Furthermore, because manual testing is performed by a human, there’s more room for human error as opposed to the accuracy of automated testing. It can also be a boring, time consuming and tedious task for developers to continually perform manual tests every time they update a code, rather than spending their time actually improving the code itself.
Automated testing uses the assistance of tools, scripts, and software to perform test cases by repeating pre-defined actions. You can perform test automation by writing scripts with Selenium or through a codeless tool automation tool. All automated testing, however, requires some manual testing at first to create initial testing scripts.
The biggest draw of automated testing is that it’s noticeably faster and more accurate than manual testing. This is because automation allows multiple tests to be run in parallel, since the test cases can be distributed across different machines.

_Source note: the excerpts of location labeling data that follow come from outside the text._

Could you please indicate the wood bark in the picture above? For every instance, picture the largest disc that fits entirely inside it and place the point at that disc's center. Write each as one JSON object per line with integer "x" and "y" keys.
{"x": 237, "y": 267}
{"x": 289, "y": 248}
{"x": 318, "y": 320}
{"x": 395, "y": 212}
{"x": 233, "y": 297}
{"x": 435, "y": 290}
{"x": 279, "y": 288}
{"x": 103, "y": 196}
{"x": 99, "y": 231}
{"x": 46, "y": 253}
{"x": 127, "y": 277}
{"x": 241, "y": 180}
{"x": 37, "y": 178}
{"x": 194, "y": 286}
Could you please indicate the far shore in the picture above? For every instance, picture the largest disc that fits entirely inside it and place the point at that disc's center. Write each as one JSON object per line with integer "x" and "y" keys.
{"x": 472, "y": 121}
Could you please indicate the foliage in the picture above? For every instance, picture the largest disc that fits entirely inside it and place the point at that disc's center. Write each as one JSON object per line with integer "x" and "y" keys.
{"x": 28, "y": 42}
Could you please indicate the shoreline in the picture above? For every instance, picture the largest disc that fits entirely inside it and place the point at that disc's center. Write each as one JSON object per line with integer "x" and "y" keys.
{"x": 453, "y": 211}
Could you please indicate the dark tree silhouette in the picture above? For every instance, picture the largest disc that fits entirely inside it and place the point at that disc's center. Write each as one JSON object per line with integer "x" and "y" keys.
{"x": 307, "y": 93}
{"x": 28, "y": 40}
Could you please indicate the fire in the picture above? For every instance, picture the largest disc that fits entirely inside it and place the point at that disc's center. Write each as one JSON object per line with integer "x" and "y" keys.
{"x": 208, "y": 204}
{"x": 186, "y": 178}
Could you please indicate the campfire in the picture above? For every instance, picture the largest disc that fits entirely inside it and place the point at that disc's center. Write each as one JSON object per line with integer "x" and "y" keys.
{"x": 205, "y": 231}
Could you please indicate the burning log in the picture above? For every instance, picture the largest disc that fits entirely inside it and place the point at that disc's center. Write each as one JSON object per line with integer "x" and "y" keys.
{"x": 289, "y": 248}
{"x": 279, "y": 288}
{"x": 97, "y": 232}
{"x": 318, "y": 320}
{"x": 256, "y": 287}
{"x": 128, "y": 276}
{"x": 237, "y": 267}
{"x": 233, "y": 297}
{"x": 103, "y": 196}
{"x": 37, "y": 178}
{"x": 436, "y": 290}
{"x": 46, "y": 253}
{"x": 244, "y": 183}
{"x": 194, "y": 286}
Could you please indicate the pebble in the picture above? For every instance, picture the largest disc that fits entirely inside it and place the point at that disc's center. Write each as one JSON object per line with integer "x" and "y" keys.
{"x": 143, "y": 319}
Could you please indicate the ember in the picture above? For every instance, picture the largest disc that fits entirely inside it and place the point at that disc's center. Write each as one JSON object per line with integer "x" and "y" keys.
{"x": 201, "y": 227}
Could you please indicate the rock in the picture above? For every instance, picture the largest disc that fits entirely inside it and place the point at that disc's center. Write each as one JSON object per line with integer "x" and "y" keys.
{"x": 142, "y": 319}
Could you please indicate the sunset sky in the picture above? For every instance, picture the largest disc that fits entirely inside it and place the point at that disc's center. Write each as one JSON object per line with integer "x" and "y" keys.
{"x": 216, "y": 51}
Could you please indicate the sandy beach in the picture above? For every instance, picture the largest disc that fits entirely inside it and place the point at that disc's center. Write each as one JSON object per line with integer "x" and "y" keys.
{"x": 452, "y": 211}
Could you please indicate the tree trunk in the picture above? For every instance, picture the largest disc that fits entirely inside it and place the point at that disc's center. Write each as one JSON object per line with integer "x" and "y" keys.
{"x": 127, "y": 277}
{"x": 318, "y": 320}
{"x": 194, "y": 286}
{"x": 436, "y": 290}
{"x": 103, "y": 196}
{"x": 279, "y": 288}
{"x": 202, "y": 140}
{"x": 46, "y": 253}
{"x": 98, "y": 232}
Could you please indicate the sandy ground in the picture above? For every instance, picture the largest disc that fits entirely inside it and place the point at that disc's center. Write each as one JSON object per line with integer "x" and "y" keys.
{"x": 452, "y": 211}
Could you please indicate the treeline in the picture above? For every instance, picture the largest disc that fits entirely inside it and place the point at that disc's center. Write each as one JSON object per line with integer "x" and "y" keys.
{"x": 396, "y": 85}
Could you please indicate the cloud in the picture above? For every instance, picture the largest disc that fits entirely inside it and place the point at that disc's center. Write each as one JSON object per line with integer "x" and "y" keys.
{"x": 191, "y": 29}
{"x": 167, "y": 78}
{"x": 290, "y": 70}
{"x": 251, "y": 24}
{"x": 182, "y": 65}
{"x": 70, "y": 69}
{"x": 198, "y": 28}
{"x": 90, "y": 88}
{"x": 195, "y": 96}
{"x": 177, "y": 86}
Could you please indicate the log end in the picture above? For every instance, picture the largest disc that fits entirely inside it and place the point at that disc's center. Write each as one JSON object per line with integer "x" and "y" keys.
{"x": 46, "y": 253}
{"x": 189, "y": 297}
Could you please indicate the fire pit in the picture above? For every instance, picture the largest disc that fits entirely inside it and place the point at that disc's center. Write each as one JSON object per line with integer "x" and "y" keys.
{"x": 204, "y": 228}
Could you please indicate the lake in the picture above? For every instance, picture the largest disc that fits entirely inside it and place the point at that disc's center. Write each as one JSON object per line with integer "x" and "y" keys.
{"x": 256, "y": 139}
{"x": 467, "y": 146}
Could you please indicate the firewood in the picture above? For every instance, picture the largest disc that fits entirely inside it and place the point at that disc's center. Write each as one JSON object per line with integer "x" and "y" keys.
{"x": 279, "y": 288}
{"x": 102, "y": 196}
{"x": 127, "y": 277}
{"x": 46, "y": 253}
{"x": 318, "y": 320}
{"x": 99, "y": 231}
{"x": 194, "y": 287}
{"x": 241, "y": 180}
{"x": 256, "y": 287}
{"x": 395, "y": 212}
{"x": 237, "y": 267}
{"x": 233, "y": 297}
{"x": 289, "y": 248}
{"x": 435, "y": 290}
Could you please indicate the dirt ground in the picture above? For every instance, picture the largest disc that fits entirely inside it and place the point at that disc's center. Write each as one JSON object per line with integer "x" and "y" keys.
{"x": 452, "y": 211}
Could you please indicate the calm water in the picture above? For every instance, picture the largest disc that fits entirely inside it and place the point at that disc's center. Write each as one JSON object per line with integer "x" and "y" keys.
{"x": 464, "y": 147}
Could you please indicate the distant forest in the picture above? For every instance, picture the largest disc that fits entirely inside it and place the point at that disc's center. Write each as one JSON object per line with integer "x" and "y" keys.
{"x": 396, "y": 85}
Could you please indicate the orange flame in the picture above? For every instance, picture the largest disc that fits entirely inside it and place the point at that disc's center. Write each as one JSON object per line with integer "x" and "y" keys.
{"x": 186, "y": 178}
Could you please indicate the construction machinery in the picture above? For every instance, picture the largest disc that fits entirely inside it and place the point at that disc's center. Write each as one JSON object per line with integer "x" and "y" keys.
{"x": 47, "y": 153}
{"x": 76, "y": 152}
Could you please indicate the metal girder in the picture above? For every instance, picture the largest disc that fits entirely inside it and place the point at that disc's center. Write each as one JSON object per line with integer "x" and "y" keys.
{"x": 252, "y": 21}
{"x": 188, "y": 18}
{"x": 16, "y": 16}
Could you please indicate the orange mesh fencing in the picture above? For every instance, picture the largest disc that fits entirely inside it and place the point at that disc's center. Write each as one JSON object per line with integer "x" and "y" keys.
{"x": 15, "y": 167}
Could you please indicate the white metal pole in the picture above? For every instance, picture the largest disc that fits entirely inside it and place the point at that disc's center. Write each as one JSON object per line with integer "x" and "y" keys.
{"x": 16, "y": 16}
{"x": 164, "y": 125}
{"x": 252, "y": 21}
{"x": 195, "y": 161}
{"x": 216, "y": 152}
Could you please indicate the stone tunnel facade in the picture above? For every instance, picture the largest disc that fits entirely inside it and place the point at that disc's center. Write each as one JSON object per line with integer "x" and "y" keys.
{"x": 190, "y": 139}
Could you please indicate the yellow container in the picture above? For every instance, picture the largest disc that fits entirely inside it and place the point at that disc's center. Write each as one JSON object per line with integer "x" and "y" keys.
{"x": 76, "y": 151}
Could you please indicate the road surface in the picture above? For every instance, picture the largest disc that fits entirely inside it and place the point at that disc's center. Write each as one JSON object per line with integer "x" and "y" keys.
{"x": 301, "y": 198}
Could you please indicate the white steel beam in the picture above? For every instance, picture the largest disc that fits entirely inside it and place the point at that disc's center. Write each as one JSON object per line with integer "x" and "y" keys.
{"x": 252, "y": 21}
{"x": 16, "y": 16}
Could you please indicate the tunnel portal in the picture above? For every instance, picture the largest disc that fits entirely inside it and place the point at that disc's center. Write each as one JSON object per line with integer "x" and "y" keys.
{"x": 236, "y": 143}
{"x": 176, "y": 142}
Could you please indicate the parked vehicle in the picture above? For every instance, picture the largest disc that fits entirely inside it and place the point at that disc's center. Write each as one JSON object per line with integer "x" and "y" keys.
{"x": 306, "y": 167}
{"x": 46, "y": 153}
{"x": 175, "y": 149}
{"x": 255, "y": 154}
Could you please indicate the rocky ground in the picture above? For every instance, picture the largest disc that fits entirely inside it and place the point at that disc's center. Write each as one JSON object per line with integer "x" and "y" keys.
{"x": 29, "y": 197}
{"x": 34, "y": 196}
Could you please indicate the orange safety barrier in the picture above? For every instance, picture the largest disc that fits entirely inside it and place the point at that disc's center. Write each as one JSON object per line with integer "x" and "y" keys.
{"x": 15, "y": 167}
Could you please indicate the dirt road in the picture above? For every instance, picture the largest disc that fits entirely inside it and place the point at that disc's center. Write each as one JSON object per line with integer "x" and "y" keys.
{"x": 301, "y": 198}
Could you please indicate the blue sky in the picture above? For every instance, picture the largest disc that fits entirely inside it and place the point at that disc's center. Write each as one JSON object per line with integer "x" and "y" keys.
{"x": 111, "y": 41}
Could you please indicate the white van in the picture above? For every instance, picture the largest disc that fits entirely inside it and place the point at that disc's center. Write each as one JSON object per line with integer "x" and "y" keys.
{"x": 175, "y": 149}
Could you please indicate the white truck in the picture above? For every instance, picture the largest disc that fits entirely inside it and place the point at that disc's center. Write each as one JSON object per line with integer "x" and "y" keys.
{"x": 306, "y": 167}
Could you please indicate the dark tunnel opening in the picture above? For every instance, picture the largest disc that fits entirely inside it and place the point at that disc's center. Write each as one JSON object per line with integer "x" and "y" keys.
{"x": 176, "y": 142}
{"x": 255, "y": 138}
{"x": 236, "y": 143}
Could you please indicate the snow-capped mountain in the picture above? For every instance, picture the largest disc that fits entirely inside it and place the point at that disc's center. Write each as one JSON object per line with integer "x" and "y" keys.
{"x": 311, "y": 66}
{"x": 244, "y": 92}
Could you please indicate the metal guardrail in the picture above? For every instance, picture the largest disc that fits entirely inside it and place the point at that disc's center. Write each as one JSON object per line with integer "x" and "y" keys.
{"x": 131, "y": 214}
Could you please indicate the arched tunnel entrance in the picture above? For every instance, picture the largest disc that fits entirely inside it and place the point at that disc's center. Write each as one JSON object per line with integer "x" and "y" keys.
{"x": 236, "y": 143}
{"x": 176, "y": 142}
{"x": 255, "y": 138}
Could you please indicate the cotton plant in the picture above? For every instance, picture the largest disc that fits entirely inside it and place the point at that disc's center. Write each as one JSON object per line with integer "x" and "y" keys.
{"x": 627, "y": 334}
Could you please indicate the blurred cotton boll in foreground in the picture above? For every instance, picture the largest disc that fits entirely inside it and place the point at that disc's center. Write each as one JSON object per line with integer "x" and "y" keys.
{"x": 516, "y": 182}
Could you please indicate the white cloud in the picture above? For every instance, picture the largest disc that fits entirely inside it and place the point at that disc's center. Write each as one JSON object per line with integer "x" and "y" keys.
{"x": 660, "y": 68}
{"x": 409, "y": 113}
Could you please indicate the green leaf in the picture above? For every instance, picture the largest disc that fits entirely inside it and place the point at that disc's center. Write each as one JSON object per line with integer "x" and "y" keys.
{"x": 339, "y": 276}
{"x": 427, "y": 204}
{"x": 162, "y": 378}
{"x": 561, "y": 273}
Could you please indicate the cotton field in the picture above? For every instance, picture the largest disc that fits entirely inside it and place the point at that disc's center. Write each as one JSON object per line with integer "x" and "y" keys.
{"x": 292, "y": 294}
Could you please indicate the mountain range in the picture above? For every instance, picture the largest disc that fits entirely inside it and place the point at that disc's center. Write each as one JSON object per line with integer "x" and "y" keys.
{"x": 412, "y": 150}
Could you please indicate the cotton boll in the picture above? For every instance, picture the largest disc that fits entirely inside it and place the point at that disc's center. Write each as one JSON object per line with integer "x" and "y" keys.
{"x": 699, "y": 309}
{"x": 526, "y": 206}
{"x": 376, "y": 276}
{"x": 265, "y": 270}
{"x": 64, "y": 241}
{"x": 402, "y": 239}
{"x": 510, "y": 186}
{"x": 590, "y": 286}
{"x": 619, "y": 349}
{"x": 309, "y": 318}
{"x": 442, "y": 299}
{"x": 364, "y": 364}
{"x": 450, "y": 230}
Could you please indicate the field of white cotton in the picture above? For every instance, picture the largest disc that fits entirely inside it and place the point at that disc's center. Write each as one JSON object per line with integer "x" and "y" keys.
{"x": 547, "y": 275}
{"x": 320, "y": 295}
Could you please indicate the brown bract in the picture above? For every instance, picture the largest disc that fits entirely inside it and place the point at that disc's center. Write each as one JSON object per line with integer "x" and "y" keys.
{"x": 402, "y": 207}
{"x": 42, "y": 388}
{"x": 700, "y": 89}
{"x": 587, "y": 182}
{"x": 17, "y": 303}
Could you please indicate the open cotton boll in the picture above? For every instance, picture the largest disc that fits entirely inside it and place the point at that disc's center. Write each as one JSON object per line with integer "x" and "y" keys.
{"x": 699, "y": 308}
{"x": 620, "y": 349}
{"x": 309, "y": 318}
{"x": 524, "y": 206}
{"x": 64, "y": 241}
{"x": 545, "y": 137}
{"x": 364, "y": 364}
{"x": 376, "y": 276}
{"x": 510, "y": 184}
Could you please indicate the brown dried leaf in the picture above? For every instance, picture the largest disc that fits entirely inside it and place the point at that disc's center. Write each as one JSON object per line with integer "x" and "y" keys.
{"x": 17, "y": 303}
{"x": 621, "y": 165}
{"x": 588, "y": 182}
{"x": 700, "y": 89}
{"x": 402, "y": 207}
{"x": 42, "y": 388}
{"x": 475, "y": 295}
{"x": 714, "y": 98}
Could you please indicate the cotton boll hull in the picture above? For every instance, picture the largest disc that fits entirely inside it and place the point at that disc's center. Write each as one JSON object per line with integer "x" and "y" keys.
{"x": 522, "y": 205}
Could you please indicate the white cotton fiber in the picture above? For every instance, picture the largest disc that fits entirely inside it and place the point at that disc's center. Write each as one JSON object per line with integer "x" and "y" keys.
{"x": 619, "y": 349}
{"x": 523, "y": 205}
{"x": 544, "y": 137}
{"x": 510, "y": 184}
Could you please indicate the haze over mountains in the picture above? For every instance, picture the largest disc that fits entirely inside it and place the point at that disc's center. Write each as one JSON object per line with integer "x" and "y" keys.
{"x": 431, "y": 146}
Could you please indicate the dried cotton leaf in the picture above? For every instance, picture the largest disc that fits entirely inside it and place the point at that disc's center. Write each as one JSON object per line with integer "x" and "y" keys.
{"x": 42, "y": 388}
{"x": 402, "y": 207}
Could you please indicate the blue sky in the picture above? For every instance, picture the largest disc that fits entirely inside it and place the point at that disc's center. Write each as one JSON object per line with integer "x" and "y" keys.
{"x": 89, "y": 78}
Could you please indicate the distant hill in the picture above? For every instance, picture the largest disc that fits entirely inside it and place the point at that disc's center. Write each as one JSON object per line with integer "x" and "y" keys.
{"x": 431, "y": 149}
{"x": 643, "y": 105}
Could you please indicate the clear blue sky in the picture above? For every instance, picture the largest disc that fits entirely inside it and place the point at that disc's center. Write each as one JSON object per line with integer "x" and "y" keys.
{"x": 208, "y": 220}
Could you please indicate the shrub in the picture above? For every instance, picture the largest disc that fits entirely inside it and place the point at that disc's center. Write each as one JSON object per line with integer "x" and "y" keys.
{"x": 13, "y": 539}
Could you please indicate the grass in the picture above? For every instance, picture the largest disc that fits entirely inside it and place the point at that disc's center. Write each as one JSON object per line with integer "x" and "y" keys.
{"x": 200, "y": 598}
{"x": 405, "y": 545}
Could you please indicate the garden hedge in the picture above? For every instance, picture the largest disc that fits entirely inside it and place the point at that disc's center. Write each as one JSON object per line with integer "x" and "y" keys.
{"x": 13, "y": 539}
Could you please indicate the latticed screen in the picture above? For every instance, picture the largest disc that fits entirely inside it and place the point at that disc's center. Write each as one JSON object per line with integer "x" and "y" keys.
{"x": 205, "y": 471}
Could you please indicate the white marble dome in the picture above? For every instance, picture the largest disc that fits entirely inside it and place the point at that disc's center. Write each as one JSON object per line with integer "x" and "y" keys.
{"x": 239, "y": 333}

In comparison, manual testing has to be done sequentially, and so only one test can be run at a time. In this way, the accuracy of automated testing makes it ideal for finding bugs when running tests repeatedly over a long time period or running multiple tests on different browsers.
Additionally, automated testing is preferred for large projects that require regression, load, and performance testing or any repeated execution. Specifically, developers that use an Agile methodology depend on automated testing to be able to retest scripts as they continually change code because manually testing every time a small fix was made would be exceptionally time-consuming.
The downfall of automated testing is that, unlike manual testing, there is little human observation involved. While automated testing is more efficient in many ways, developers will sometimes find that they need to execute manual testing in order to add a human element and meet specific consumer needs.
Often people will attribute automated testing as being more expensive because it requires a greater investment in tools. However, if your project calls for automated testing, this investment will most likely pay for itself and be more cost-effective over time.
Complementing Testing with Tools
Whether you’re deciding to pursue a manual or automated testing strategy, there are a number of ways to make the process faster, easier, and more accurate for your QA team.
Tools such as CrossBrowserTesting offer solutions and features that complement manual and automated testing alike. These value-add features including live testing, automated testing with Selenium, record & replay, and visual testing all contribute to a well-rounded project execution.
However, the success of your testing process will first depend on your ability to measure which testing method is best for your project. By evaluating the pros and cons of manual testing and automated testing as well as their best uses and what you would like to accomplish through testing, you can launch a solid strategy that will continue to improve your web application and users’ experiences.